Below him plunged 2,700m of snow, ice and rock — the most merciless ski run on planet Earth.
It had never been skied, until Morrison did it.
 
                    Photo: Savannah Cummins, National Geographic via AP
“It was a spectacular four hours of skiing down a horrific snow pack,” Morrison said of his historic Oct. 15 run.
He climbed Everest’s notorious North Face through the Hornbein Couloir alongside 10 other mountaineers and documentarian Jimmy Chin, who is codirecting a documentary about Morrison’s run.
The adventure was “the skiing equivalent to free soloing,” Chin said. “If your edge blows out or you slip anywhere on the line, you’re gone. You fall 9,000 feet [2,743m].”
The ski run started atop Everest, about 8,800m above sea level and in the death zone, where people cannot survive for long.
“When it comes to big mountain stuff and climbing, it’s like landing on the moon,” said Jeremy Evans, who wrote a book about the last person to attempt the run.
The young snowboarder, Marco Siffredi, disappeared on its slopes in 2002.
The adventure was dreamed up by Morrison and his life partner, accomplished ski mountaineer Hilaree Nelson. They planned to do it together until her death in 2022 while skiing on the world’s eighth-highest mountain.
From then on, it was a trip Morrison was doing for them both.
Only five people had completed the four-day climb to the summit up the imposing North Face using the “Super Direct” route — it is straight up, and then straight down — and nobody had since 1991.

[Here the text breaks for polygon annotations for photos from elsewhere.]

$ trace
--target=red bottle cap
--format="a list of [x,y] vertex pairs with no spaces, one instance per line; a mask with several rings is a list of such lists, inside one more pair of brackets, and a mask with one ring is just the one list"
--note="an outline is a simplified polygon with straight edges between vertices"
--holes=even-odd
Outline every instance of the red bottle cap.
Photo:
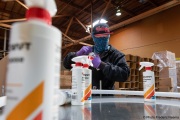
[[83,68],[89,68],[88,64],[83,64]]
[[151,70],[151,67],[145,67],[145,70]]
[[82,63],[81,62],[77,62],[75,63],[76,66],[82,66]]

Throughout the climb, Morrison said he kept Nelson in his mind, and “as I got higher and higher, and further into the death zone, I got closer and closer to her.”
On the summit, the sun was shining. The Himalayan Mountains splayed out around them. Morrison donned his skis and dropped in, doing controlled hop turns.
The route’s details, which he had studied, imagined, witnessed, read of and dreamed about, took over his mind. He was not thinking of a possible fall, only the next turn. Every breath was a challenge at that altitude.
At several points, he used the ropes, including where there was only rock, but he relied on them less than he had anticipated.
When he neared the bottom, crossing into safety, he exhaled.
He screamed, and cried and he spoke to Nelson.
The next morning, he walked out and looked up at the towering North Face, he said.
“And I could sort of feel Hilaree’s presence at the very top, the top of the world,” he said.